It should be noted that the specific implementation of each of the above device embodiments is the same as the specific implementation of the corresponding method embodiment, and is not described herein again.

The algorithms and displays presented herein are not inherently related to any particular computer, virtual machine, or other apparatus. Various general purpose devices may be used with the teachings herein. The required structure for constructing such a device will be apparent from the description above. Moreover, the present invention is not directed to any particular programming language. It is appreciated that a variety of programming languages may be used to implement the teachings of the present invention as described herein, and any descriptions of specific languages are provided above to disclose the best mode of the invention.

In the description provided herein, numerous specific details are set forth. It is understood, however, that embodiments of the invention may be practiced without these specific details. In some embodiments, well-known methods, structures and techniques have not been shown in detail in order not to obscure an understanding of this description.

Similarly, it should be appreciated that in the foregoing description of exemplary embodiments of the invention, various features of the invention are sometimes grouped together in a single embodiment, figure, or description thereof for the purpose of streamlining the invention and aiding in the understanding of one or more of the various inventive aspects. However, the disclosed method should not be interpreted as reflecting an intention that: that the invention as claimed requires more features than are expressly recited in each claim. Rather, as the following claims reflect, inventive aspects lie in less than all features of a single foregoing disclosed embodiment. Thus, the claims following the detailed description are hereby expressly incorporated into this detailed description, with each claim standing on its own as a separate embodiment of this invention.
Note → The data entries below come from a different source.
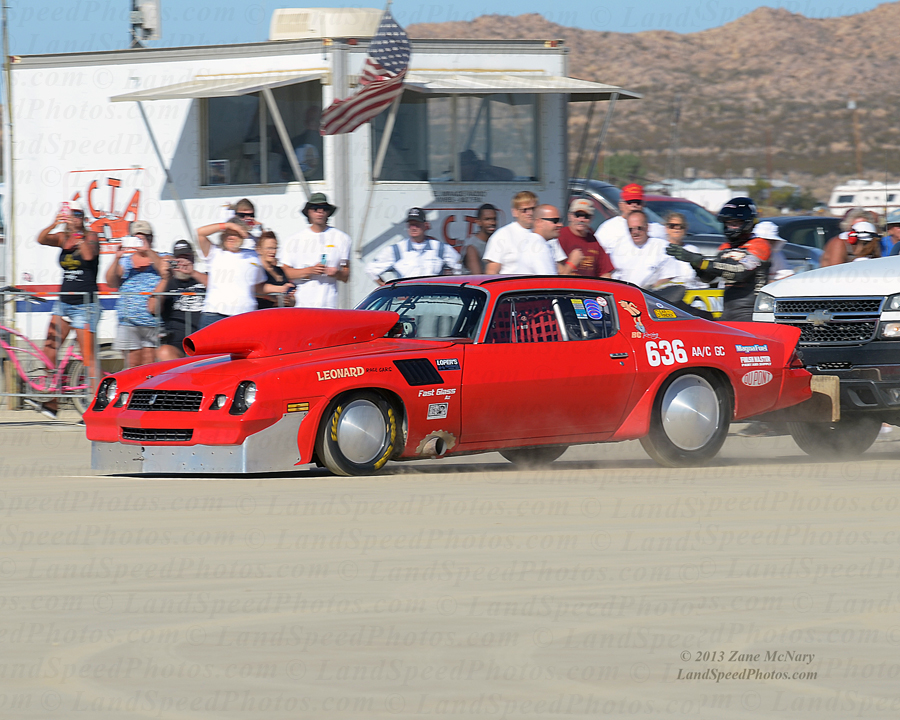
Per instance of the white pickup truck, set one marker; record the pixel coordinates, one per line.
(849, 317)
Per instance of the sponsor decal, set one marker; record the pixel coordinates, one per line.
(340, 373)
(708, 351)
(439, 392)
(756, 378)
(752, 360)
(635, 313)
(448, 364)
(438, 411)
(594, 309)
(578, 306)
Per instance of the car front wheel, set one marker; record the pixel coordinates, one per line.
(358, 434)
(849, 437)
(690, 420)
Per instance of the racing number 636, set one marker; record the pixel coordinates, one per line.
(665, 353)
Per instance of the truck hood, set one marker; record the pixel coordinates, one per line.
(866, 277)
(280, 331)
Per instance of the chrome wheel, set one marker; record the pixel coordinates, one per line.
(360, 431)
(690, 412)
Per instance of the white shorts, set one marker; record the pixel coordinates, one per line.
(134, 337)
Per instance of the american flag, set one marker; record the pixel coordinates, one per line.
(381, 80)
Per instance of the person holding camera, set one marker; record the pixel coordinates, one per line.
(135, 272)
(182, 304)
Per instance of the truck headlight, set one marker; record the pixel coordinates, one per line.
(244, 397)
(764, 303)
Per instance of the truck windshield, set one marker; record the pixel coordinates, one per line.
(430, 311)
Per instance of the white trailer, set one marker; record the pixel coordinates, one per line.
(174, 135)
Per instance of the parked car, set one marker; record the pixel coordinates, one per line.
(847, 315)
(430, 367)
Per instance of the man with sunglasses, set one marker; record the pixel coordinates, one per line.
(615, 230)
(586, 257)
(318, 257)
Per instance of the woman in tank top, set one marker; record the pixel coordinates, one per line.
(77, 307)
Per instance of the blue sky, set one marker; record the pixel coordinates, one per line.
(52, 26)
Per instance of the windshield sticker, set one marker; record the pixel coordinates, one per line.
(340, 373)
(594, 309)
(635, 313)
(578, 306)
(438, 411)
(756, 378)
(448, 364)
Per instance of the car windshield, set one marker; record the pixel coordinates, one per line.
(430, 311)
(700, 220)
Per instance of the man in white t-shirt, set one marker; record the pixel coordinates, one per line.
(615, 230)
(318, 257)
(538, 253)
(641, 259)
(416, 255)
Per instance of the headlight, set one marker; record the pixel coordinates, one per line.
(106, 393)
(244, 397)
(764, 303)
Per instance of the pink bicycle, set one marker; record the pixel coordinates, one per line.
(39, 379)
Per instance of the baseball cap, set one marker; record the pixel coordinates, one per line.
(183, 248)
(580, 204)
(632, 191)
(416, 215)
(140, 227)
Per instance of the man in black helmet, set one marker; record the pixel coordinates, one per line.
(742, 262)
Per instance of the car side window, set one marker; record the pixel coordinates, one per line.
(552, 317)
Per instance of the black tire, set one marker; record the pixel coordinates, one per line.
(359, 433)
(849, 437)
(533, 457)
(690, 419)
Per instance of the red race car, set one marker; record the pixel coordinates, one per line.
(437, 366)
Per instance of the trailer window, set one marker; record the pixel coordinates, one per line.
(461, 138)
(242, 143)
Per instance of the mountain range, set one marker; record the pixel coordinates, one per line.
(768, 94)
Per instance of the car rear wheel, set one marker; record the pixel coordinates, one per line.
(851, 436)
(533, 457)
(690, 420)
(358, 434)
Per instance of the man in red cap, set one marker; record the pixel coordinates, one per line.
(615, 230)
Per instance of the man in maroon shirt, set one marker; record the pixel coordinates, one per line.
(577, 236)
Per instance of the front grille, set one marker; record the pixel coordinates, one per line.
(177, 400)
(856, 306)
(846, 333)
(831, 321)
(155, 435)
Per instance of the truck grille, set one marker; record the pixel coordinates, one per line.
(156, 435)
(831, 321)
(177, 400)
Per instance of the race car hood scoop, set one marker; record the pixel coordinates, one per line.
(280, 331)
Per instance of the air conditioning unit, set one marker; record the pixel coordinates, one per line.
(311, 23)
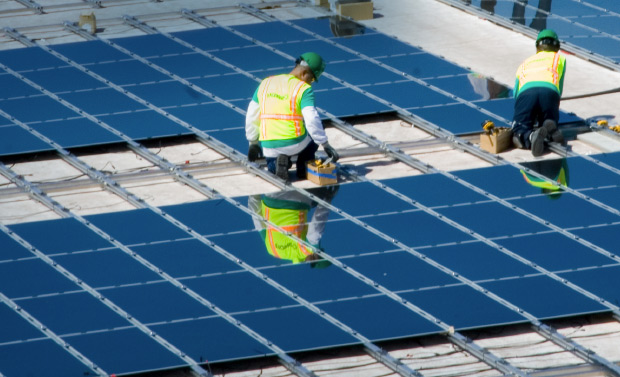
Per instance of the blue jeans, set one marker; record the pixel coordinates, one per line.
(302, 160)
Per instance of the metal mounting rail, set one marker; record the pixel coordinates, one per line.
(545, 330)
(93, 292)
(46, 331)
(509, 24)
(429, 127)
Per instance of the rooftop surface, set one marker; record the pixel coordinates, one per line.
(436, 27)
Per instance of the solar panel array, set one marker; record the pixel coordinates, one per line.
(197, 283)
(591, 25)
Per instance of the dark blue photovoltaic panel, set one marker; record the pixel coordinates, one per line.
(106, 268)
(212, 39)
(603, 282)
(136, 226)
(478, 261)
(400, 271)
(319, 284)
(492, 220)
(273, 32)
(15, 328)
(553, 209)
(211, 217)
(604, 236)
(51, 360)
(254, 58)
(18, 87)
(238, 292)
(144, 124)
(186, 258)
(36, 109)
(11, 249)
(29, 58)
(397, 321)
(409, 94)
(197, 339)
(64, 79)
(109, 351)
(78, 132)
(35, 278)
(152, 45)
(16, 140)
(417, 229)
(128, 72)
(73, 313)
(90, 52)
(554, 251)
(170, 93)
(347, 102)
(462, 307)
(458, 119)
(377, 45)
(347, 199)
(434, 190)
(296, 329)
(191, 65)
(104, 101)
(157, 302)
(330, 53)
(543, 297)
(423, 65)
(228, 87)
(211, 116)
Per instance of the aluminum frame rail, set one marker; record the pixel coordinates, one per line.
(543, 329)
(425, 125)
(579, 51)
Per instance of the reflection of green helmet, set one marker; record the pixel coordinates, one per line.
(315, 62)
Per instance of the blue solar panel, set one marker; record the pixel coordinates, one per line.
(462, 307)
(72, 313)
(554, 251)
(545, 298)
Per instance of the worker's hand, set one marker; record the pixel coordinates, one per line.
(331, 152)
(254, 151)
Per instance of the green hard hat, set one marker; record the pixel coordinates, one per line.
(315, 62)
(546, 33)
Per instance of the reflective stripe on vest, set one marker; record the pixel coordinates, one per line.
(281, 245)
(280, 112)
(542, 67)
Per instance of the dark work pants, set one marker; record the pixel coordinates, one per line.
(535, 105)
(302, 160)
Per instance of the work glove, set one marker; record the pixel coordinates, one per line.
(331, 152)
(254, 151)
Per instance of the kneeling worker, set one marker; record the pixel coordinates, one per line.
(282, 120)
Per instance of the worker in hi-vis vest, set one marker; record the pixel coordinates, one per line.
(555, 170)
(288, 212)
(537, 91)
(282, 120)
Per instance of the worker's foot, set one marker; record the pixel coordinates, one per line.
(537, 139)
(282, 163)
(553, 131)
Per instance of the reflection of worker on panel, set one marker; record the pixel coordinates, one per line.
(556, 170)
(539, 22)
(288, 211)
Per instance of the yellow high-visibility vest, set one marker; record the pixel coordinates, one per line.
(546, 69)
(291, 220)
(281, 119)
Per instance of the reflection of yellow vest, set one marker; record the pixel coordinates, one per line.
(290, 220)
(546, 67)
(280, 109)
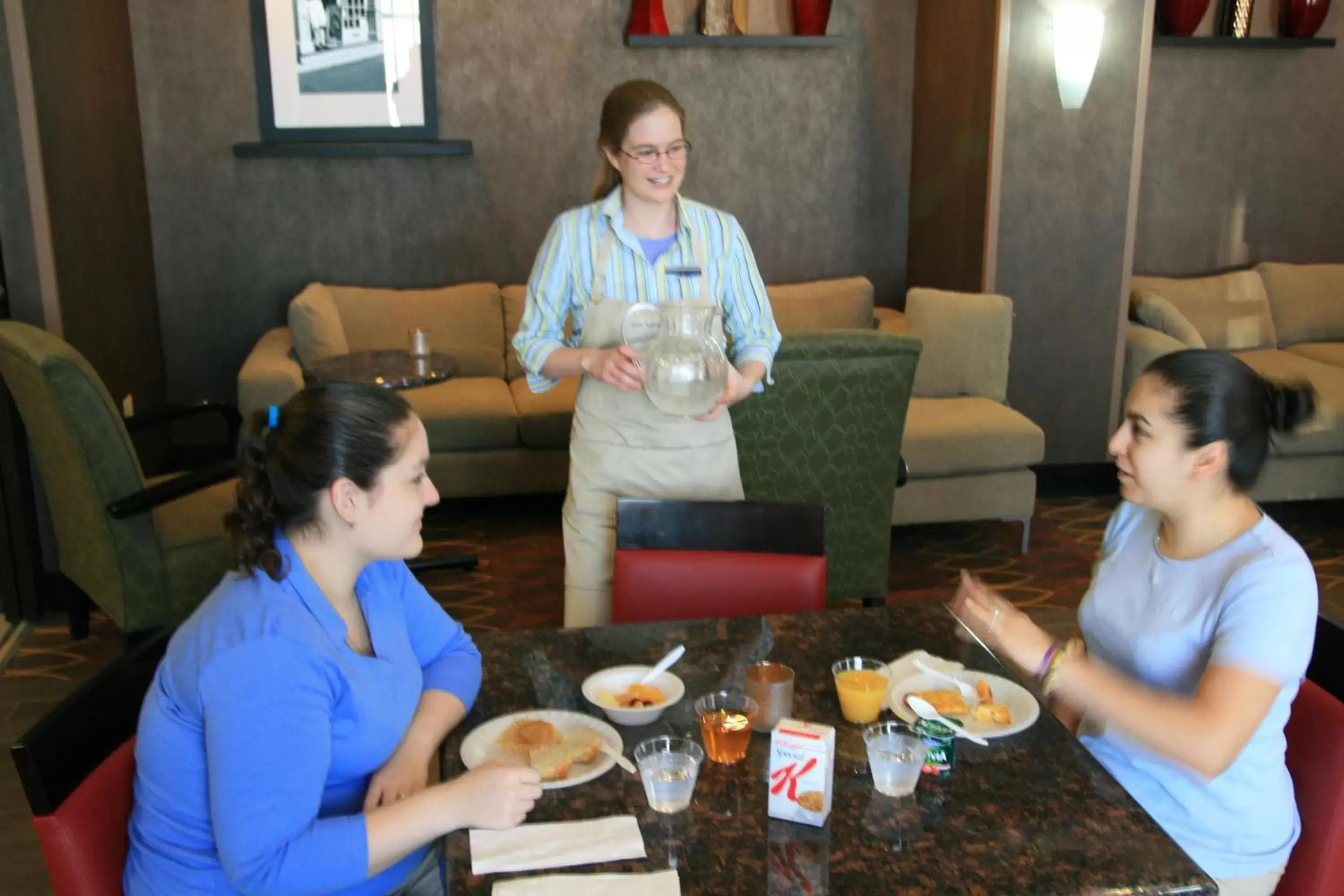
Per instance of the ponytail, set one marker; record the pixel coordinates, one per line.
(252, 524)
(1219, 398)
(605, 181)
(1289, 405)
(289, 456)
Furthermore, those of skill in the art will understand that although some embodiments described herein include some features included in other embodiments, not others, combinations of features of different embodiments are meant to be within the scope of the invention and form different embodiments. For example, in the claims, any of the claimed embodiments may be used in any combination.

The various component embodiments of the invention may be implemented in hardware, or in software modules running on one or more processors, or in a combination thereof. Those skilled in the art will appreciate that a microprocessor or Digital Signal Processor (DSP) may be used in practice to implement some or all of the functionality of some or all of the components in an apparatus according to an embodiment of the invention. The present invention may also be embodied as apparatus or device programs (e.g., computer programs and computer program products) for performing a portion or all of the methods described herein. Such programs implementing the present invention may be stored on computer-readable media or may be in the form of one or more signals. Such a signal may be downloaded from an internet website or provided on a carrier signal or in any other form.

It should be noted that the above-mentioned embodiments illustrate rather than limit the invention, and that those skilled in the art will be able to design alternative embodiments without departing from the scope of the appended claims. In the claims, any reference signs placed between parentheses shall not be construed as limiting the claim. The word "comprising" does not exclude the presence of elements or steps not listed in a claim. The word "a" or "an" preceding an element does not exclude the presence of a plurality of such elements. The invention may be implemented by means of hardware comprising several distinct elements, and by means of a suitably programmed computer. In the unit claims enumerating several means, several of these means may be embodied by one and the same item of hardware. The usage of the words first, second and third, etcetera do not indicate any ordering. These words may be interpreted as names.

The foregoing description of specific embodiments of the present invention has been presented. It is to be understood that the present invention is not limited to the specific embodiments described above, and that various changes and modifications may be made by one skilled in the art within the scope of the appended claims without departing from the spirit of the invention.

Claims

1. A botnet risk assessment method is characterized by comprising the following steps of establishing a fusion multi-scene multi-dimensional model based on enterprise internal basic safety data and public data samples, and carrying out real-time effective assessment on safety risks by combining a big data safety platform:

a. the client data are subjected to data cleaning and then are respectively substituted into a C & C model, a deep learning DGA model and a relation map fast flux model, and output result associated domain name risk suspicion degree Pc, domain name threat probability Pd and threat degree probability Pf are obtained;

b. and at least inputting the associated domain name risk suspicion degree Pc, the domain name threat probability Pd, the threat degree probability Pf and a marked sample y value into a traditional machine learning model LR to determine a comprehensive threat score.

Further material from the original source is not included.